陸は不思議な顔をして首を傾げる麻衣の横顔を見ながら唇の端を上げた。
「麻衣は楽しくない?」
麻衣の肩を抱いて囁くと同時にエレベーターが到着した。
「楽しくないわけないでしょ…」
エレベーターに乗り込みながら麻衣は陸の腰に手を回して体を寄せた。
陸は麻衣の髪に優しいキスを落とすとボタンを押した。
「え?」
27階のボタンが点灯したのを驚いている間にエレベーターは目的の階で止まった。
「り、陸!?」
「楽しい夜にしようね?」
陸はポケットから取り出したカードキーを見せて微笑んだ。
いつの間に…と思ったがホテルに着いて化粧室に入った事を思い出した。
きっと陸の事だから予約をしてありチェックインだけ手早く済ませたのだろう。
部屋に入って麻衣はあ然としながら恨めしい視線を陸に送った。
「たまにはね?」
たまには…と言われても部屋のグレードが普通ではない。
一泊いくらなの!? と部屋をグルグル見渡す麻衣だったが陸は気にしていない様子ですたすたと入ってしまう。。
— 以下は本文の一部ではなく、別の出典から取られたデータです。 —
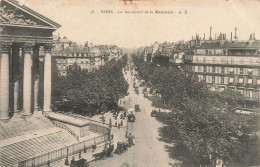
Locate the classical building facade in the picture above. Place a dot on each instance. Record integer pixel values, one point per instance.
(23, 32)
(228, 65)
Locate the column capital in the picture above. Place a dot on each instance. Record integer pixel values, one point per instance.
(6, 47)
(28, 47)
(48, 47)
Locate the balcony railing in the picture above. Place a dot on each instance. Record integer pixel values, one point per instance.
(226, 62)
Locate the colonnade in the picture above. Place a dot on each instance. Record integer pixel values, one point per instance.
(21, 60)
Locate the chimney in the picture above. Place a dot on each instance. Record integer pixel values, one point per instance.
(235, 33)
(210, 33)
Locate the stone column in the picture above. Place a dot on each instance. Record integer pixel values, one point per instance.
(47, 78)
(16, 73)
(4, 80)
(36, 77)
(27, 80)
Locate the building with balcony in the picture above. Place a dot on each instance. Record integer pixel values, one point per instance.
(228, 65)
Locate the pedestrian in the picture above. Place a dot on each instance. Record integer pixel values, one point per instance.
(72, 162)
(86, 164)
(48, 163)
(79, 154)
(85, 149)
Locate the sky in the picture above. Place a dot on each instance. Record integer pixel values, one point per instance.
(135, 30)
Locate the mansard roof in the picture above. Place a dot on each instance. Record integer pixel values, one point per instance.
(14, 14)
仕方なくソファに腰を下ろし少々呆れ顔の麻衣は後ろから抱きしめられた。
「お風呂、入ろ?」
首を捻って見た陸の顔はさっきよりも楽しそうに緩んでいる。
怪しみながらもこの状況を受け入れることにした麻衣は陸に手を引かれるままについて行った。
「風呂に窓があるのはいいよなぁ〜」
陸はシャンパングラスを片手に窓から見える市内の夜景を眺めていた。
チェックインの時にスパークリングワインも手配していたらしくその用意周到さはさすがにホスト?と麻衣は感心した。
「やっぱり酔わせて口説くんだ?」
腕の中に抱かれている麻衣はわざとらしく嫌味を言ったが陸にはまったくと言っていいほど通用しないらしい。
「口説かれてる気がする?」
「べ、別に…ぃ…」
「可愛い。もっと好きになっちゃう?」
「こんな事しなくても…好きって分かってるくせに」
「もっともっとだよ。麻衣が俺のそばを離れられなくなるくらいね」
甘い囁きとうっとりするような夜景、サプライズのプレゼントは麻衣を酔わせるには十分だった。
「大好き」
「私も…」
二人はグラスを傾けて軽い音を立てたがそれを口に運ぶことはなく何よりも甘い唇を重ね合わせた。